Genoël Lilienstern
Sprechende Maschinen – Komponierte Technik
In contrast to the concept of "Musik als Zeitkunst", which suggests ethereal dematerialization, my work focuses on "Musik als Körperkunst". *
When using technological bodies, i.e. media of sound reproduction and sound generation, there is a tendency to fade out the bodies that carry the music. The computer only seems to simulate what other bodies do or would do. The same applies to loudspeakers. If music is always available on a simulation medium, it loses its value.
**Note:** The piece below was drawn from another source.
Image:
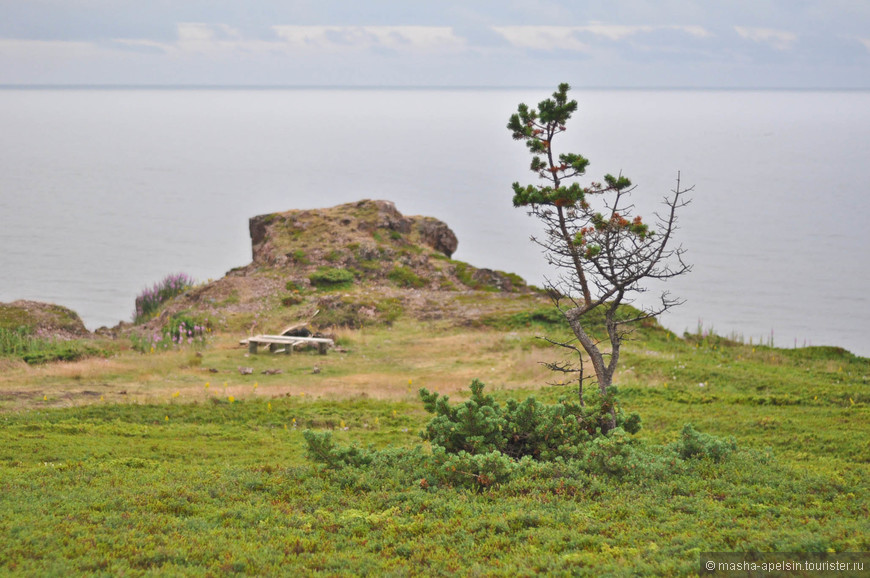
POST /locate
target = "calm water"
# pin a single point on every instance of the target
(103, 192)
One has the feeling that nothing "happens". Other reception mechanisms, such as the enhancement of content through the written word, are intended to compensate for this loss of value. *
But the physical objects are "there". The loudspeaker is a body. So is the computer. Because the old classical sound bodies have frozen into overloaded images with which art can no longer be made, my compositions deal with the physical reality of the current music media. The gaze is directed at loudspeakers, robots, acoustic flying drones and wired people.
Genoël Lilienstern *1979 studied composition in Berlin and computer music in The Hague. He was a master scholarship holder of the Ensemble Modern Akademie Frankfurt. In 2008 he won the first prize of the Ring.award.off for his robot opera "Rigolator". Interpreters of his music include Ensemble Intercontemporain, Ensemble Mosaik, Dezibel, Ulrich Mertin and Lucho Pelucho.